10 Minuten LesezeitMike ThriftMike Thrift
DOL-Stellungnahme FLSA2026-3: Warum die obligatorische Appellpflicht als Arbeitszeit zählt – und wie Abschnitt 7(b) die Überstundenberechnung verändert

Jeder Disponent der Nachtschicht erscheint fünfzehn Minuten früher. Nicht, weil er es will – sondern weil der Tarifvertrag es vorschreibt. Appell: Funkcodes durchgeben, bestätigen, wer welchen Sektor abdeckt, die Geräteprüfung abzeichnen. Fünfzehn Minuten, fünf Nächte pro Woche, zweiundfünfzig Wochen im Jahr. Der Arbeitgeber hatte die Bezahlung dafür vor Jahren stillschweigend eingestellt und es als Höflichkeitspuffer behandelt, der allen half, näher an ein Standard-Arbeitsjahr von 2.080 Stunden zu kommen. Niemand beschwerte sich – bis ein Gewerkschaftsvertreter das Arbeitsministerium direkt fragte, ob diese Rechnung tatsächlich aufgehe.

Tat sie nicht. Im Januar 2026 beantwortete die Lohn- und Stundenabteilung des US-Arbeitsministeriums diese Frage in der Stellungnahme FLSA2026-3, und die Antwort hat Auswirkungen auf weit mehr Arbeitsplätze als nur 911-Notrufzentralen.

Die Frage: Zählt ein verpflichtender Appell als "Arbeitszeit"?

Die Gewerkschaft, die eine Gruppe von Notfalldisponenten vertritt, stellte dem DOL drei zusammenhängende Fragen zu einem verpflichtenden 15-minütigen Appell vor der Schicht, der in ihrem Tarifvertrag festgelegt war:

  1. Wird die Appellzeit gemäß dem Fair Labor Standards Act ordnungsgemäß als "Arbeitszeit" eingestuft?
  2. Kann diese Zeit verwendet werden, um Abrechnungszeiträume aufzufüllen, die sonst unter 80 Stunden bleiben würden?
  3. Kann die Appellzeit von der Überstundenberechnung ausgeschlossen werden, da ihr einziger Zweck darin bestand, die Mitarbeiter in Richtung einer Standard-Jahresstundenzahl zu bewegen, anstatt operative Arbeit zu leisten?

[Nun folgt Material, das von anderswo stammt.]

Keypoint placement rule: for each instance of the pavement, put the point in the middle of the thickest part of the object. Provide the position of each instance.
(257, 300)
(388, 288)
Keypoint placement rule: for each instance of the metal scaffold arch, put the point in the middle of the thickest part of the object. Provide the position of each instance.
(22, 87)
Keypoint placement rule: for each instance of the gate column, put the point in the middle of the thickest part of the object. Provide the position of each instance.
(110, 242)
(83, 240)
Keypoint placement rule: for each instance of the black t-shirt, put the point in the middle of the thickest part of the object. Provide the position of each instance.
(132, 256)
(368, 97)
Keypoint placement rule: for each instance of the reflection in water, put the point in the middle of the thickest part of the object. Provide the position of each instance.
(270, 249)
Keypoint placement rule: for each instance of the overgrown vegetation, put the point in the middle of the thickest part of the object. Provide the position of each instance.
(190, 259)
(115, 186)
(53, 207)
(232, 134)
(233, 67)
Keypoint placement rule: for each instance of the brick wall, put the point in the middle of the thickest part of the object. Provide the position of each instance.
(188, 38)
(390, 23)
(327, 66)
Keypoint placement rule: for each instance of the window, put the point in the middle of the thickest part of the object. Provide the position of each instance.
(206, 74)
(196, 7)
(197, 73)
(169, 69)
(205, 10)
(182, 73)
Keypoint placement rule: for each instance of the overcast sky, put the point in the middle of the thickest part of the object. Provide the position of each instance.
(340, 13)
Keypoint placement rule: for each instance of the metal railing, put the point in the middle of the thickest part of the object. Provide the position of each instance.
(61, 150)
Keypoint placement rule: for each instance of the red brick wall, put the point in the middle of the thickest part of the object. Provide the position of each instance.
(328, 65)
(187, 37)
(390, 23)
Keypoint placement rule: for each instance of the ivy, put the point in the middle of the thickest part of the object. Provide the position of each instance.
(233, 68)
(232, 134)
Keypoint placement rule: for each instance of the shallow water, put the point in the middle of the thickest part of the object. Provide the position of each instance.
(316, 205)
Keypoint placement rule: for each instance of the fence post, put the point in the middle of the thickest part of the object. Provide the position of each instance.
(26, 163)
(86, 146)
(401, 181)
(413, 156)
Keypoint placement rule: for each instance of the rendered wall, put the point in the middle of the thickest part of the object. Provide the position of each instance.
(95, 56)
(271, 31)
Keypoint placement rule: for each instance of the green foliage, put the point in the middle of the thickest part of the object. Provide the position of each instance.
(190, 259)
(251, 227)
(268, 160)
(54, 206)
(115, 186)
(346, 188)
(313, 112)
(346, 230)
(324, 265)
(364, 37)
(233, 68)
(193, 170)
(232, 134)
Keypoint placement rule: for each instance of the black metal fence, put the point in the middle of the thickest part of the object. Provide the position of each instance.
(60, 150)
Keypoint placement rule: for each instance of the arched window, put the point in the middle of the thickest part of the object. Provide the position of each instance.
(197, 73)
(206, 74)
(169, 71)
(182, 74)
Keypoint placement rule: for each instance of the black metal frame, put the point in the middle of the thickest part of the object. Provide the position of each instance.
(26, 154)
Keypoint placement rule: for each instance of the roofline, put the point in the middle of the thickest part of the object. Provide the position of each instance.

Die Theorie des Arbeitgebers – dass Zeit, die nur aus Gründen der Planungssymmetrie hinzugefügt wird, nicht auf die gleiche Weise "zählt" wie Zeit, die tatsächlich mit Arbeiten verbracht wird – ist eine bekannte. Viele Arbeitgeber behandeln Besprechungen, Einweisungen und Geräteprüfungen als informelle, unbezahlte Routinetätigkeiten. Die Antwort des DOL zieht eine klare Grenze gegen diese Annahme.

Die Antwort des DOL: verpflichtend + als vergütungspflichtig bezeichnet = sie zählt

Die Analyse des Ministeriums drehte sich um eine einfache Tatsache: Der Tarifvertrag selbst bezeichnete den Appell sowohl als verpflichtend als auch als vergütungspflichtig. Sobald ein Arbeitgeber und eine Gewerkschaft schriftlich vereinbaren, dass eine Tätigkeit erforderlich und bezahlt ist, wird das DOL kein Nebenargument zulassen, dass es sich eigentlich nur um administrative Routinetätigkeiten handelt, die nicht auf Überstunden angerechnet werden sollten. Die Appellzeit ist vergütungspflichtige Arbeitszeit, Punkt, und sie muss bei der Berechnung aller nach dem FLSA geschuldeten Überstunden einbezogen werden.

Das schließt die erste und zweite Frage ziemlich sauber ab – man kann "zusätzliche" verpflichtende Zeit nicht stillschweigend nutzen, um einen Abrechnungszeitraum in Richtung eines Schwellenwerts aufzupolstern, ohne dass dies auch die Überstundenexposition erhöht. Aber die dritte Frage ist der Punkt, an dem die Stellungnahme für Arbeitgeber wirklich nützlich wird, denn das DOL sagte nicht einfach "Sie schulden Überstunden". Es wies auf einen strukturellen Weg hin, dieses Ergebnis vollständig zu vermeiden – wenn der Arbeitgeber die Dinge im Voraus richtig einrichtet.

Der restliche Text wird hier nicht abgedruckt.